Restaurant Review: Pilkingtons

By Nici Wickes
Viva
The interior of Pilkingtons on Shortland St. Picture / Jason Oxenham.

Address: 41 Shortland St, City
Phone: (09) 336 1857
Cuisine: Casual
From the menu: Kingfish ceviche, $23, Manchego croquettes, $12, Beef fillet, $39, Boar tortellini, $29, Fries, $9, Heirloom tomato salad, $9, Tiramisu sorbet, $14, Coconut lime rice pudding, $14.
Drinks: Fully licensed
Rating: 7/10

RH_BOOKING

Pretty as the English countryside. That’s how Pilkingtons strikes me when I walk in off Shortland St. It’s billed as a “bar, terrace, kitchen”, and the design includes an abundance of colourful floral furnishings, greenery and a swathe of dangling blown glass pendant bulbs — which is fitting given that this was once the site occupied by British glass manufacturers and merchants, Pilkington Glass.

One dining area spills into another and I welcome the change from the minimalist Danish-led design that has recently been such a strong influence.

We settle for a seat on the terrace since the afternoon sun is still managing to stream warmth through the towering office blocks. It won’t be long before the season dictates they fire up the outdoor heating system and we’ll be shrugging their offered blankets around our shoulders.

Heading the kitchen is chef Alex Strobach (ex-O’Connell St Bistro) and the menu looks to cover the gamut without settling too heavily into any one style. Small, mid and large plates cater to the various reasons punters may choose to visit Pilkingtons — whether for a full-on business lunch or dinner, or freshly shucked oysters and hand-cut fries with after-work drinks.

Outdoor courtyard at Pilkingtons. Picture / Jason Oxenham.
Outdoor courtyard at Pilkingtons. Picture / Jason Oxenham.

A small plate arrives, gratis, from the kitchen; hummus and chargrilled bread. I always feel that if the kitchen offers something complimentary it should be pretty bloody fabulous, but this was not.

The hummus was insipid and the chargrilled bread stone cold. Thankfully, our disappointment was quickly forgotten with a couple of knockout starters. A plate of delicate manchego cheese and Serrano ham croquettes were beautifully constructed and flavourful with sharp, nutty manchego; and the smoky paprika cream was a bold and beautiful addition.

Properly made croquettes always seem like an incredible feat to me — they are essentially fried bechamel encased in a crunchy golden crumb, after all.

A generous plate of kingfish ceviche, with segments of delicate pink grapefruit, avocado cream and papaya dressing all managing a magnificent balancing act, was brilliant but topping this dish with soft shell crab seemed a strange choice as it was merely an interruption of the clean fresh flavours and textures of the rest of the dish.

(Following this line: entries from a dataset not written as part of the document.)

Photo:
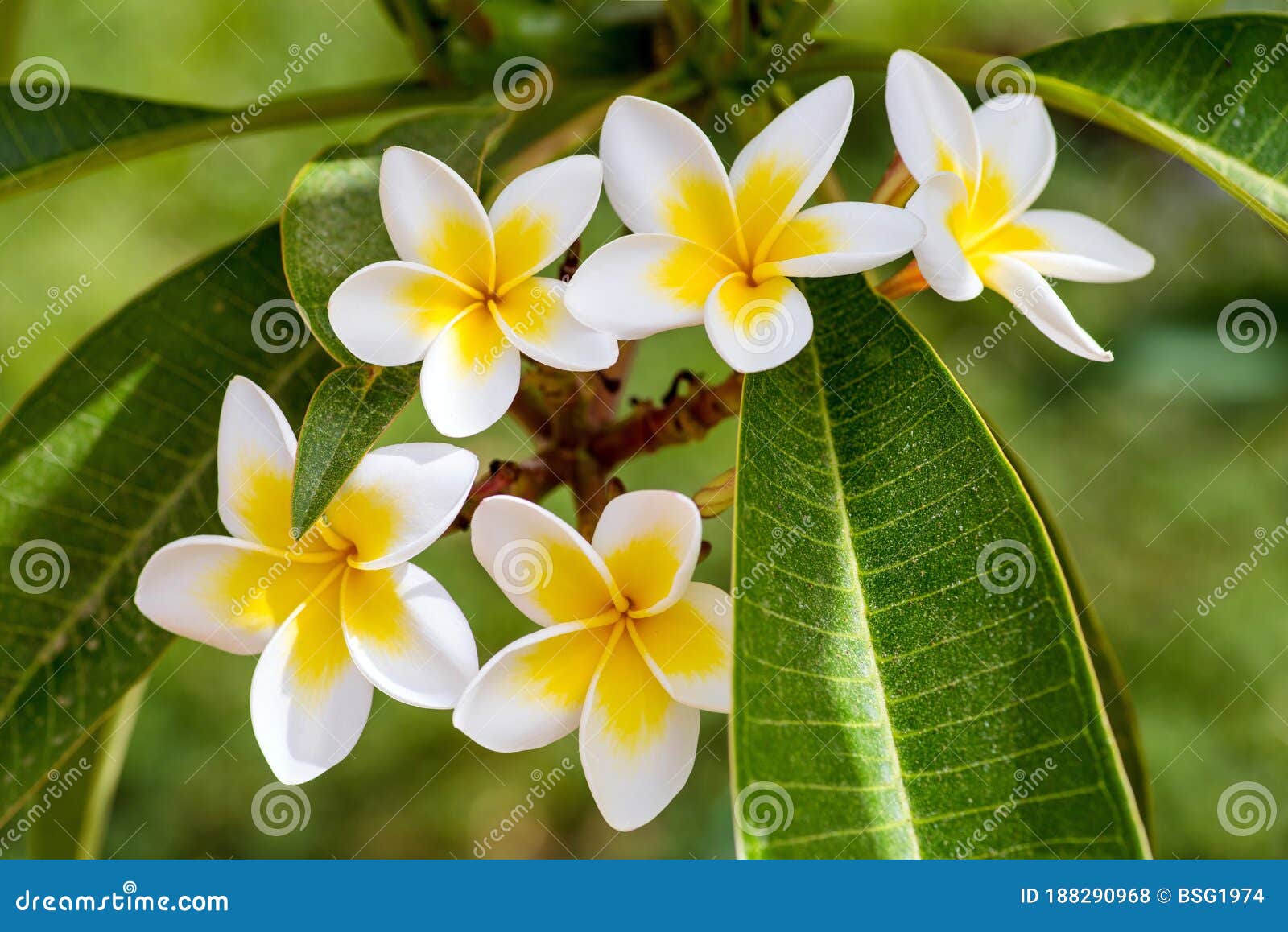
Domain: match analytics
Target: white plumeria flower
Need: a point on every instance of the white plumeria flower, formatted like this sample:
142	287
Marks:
335	613
979	173
465	296
716	247
630	649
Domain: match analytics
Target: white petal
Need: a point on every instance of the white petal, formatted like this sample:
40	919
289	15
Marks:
540	214
534	317
689	648
785	163
257	466
308	702
399	500
435	218
841	240
638	744
225	592
388	313
758	328
939	255
931	120
470	376
407	636
1080	249
663	175
1036	299
531	693
541	564
1018	154
642	285
650	542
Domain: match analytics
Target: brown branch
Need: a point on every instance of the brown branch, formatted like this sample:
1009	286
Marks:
895	186
531	479
679	419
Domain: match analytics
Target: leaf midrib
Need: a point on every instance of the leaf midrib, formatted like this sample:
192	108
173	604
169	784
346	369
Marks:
852	559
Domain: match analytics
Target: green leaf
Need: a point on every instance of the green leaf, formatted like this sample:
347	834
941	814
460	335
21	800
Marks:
348	414
1208	90
1104	661
910	676
107	460
332	225
76	824
52	131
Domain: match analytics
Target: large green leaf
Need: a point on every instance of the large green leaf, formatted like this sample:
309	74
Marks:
349	411
51	131
109	459
910	676
1210	90
1104	661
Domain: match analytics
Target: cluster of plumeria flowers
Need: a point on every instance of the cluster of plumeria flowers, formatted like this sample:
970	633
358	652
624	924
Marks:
629	648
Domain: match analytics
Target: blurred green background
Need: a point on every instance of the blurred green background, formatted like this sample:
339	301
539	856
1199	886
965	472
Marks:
1162	465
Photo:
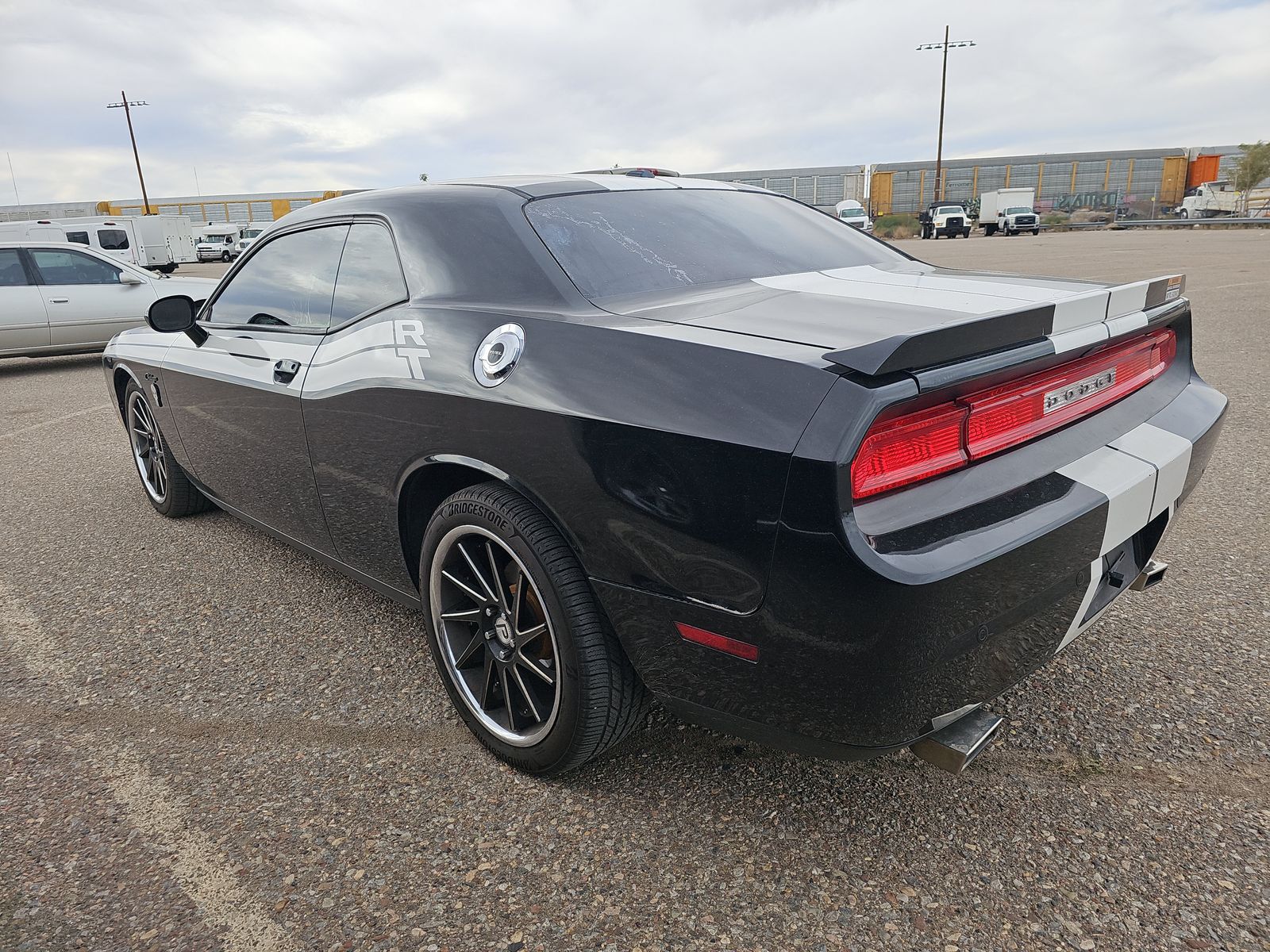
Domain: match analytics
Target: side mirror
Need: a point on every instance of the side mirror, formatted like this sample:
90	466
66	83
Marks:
175	314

A main of tortellini stuffed with wild boar in a rich porcini jus was brightened and lightened with luminescent broad beans and a pungent rocket pesto. Shards of parmesan and pine nuts were scattered over to complete the story. It was a perfect dish to bridge the seasons.

My dining companion, a slight young woman, had surprised me by ordering the beef fillet: “I crave beef sometimes and when I see it on a menu I just have to have it.”

I recalled then that she’d been a vegetarian a while back so it made sense.

The coconut lime rice pudding and the boar tortellini on the menu at Pilkingtons. Picture / Jason Oxenham.
The coconut lime rice pudding and the boar tortellini on the menu at Pilkingtons. Picture / Jason Oxenham.

This was a dish that had it all going on; a juicy piece of eye fillet, so tender you could cut it with a spoon, topped with a disc of melting butter spiked with roquefort and accompanied by meaty portobello mushrooms, a puree of smoked potato and the requisite red wine jus. But it went too far. There was pumpkin puree in there too and we both agreed that its inevitably homely flavour had the effect of detracting from the sheer luxury of the dish. Try it and you’ll see what I mean.

Dining at Pilkingtons was a bit like that — full of promise but peppered with mild distractions too.

We devoured a side of hand-cut fries, which come with an olive and anchovy mayonnaise, and they are not to be missed whereas the heirloom tomato salad is.

A tiramisu dessert was generous in serve but lacked the all-important hit of espresso we expected with this favourite. On the other hand, my coconut and lime rice pudding was so deliciously good I declared it my eating highlight at Pilkingtons.

Although from a culinary perspective Pilkingtons may have been inconsistent, one thing is for sure: the ambience is a winner. A serenity drifts over you while you’re there and to have such an oasis in the middle of the CBD is a treat.